17 of april of 2026 at 07:56h
The European age verification app can be breached in less than two minutes
The European age verification app can be breached in less than two minutes

The European Union has launched an application to verify the age of users and limit minors' access to certain content, but the tool has already come under scrutiny for possible privacy and security flaws.

The application's own official documentation states that bodies such as the Police, the intelligence services of member countries or presidential offices can read and modify users' personal data. That scope over the stored information has opened doubts about the system's real guarantees.

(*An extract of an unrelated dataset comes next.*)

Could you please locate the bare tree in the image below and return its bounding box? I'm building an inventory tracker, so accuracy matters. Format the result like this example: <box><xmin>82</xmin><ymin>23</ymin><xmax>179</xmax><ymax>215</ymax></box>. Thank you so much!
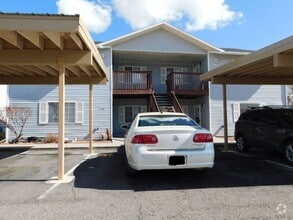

Doubts about the privacy of the tool

The president of the European Commission, Ursula von der Leyen, publicly defended that the application "respects the highest privacy standards in the world." However, a subsequent technical analysis has questioned that assertion.

"The European age verification application is technically ready. It respects the highest privacy standards in the world. It is open source, so anyone can review the code. I did. It didn't take me long to find what appears to be a serious privacy problem." - Paul Moore, security consultant

The security consultant Paul Moore maintains that he detected a relevant vulnerability in a short time after reviewing the open source code of the tool. His examination points both to the storage of sensitive data and to the protection of user access.

Device access and PIN change

Moore showed that the application can be compromised in less than two minutes if physical access to the device is available. The described method consists of editing the shared preferences file to delete the encrypted PIN values.

Furthermore, the encryption presents flaws that, always according to that analysis, would allow an attacker to change a user's PIN and access their personal information. This is an especially sensitive point as it is an application intended to manage identification data.

Selfies stored without temporal limit

Another of the aspects pointed out affects the initial registration. The selfie-type photographs used to register the user remain stored on the disk indefinitely, without there being an automatic deletion after completing the verification.

The combination between that prolonged storage, the capacity of certain organizations to access and modify personal data, and the failures detected in the protection of the PIN places the application at the center of the debate on digital privacy in the European Union, at a time when its declared objective is to strengthen the protection of minors on the internet.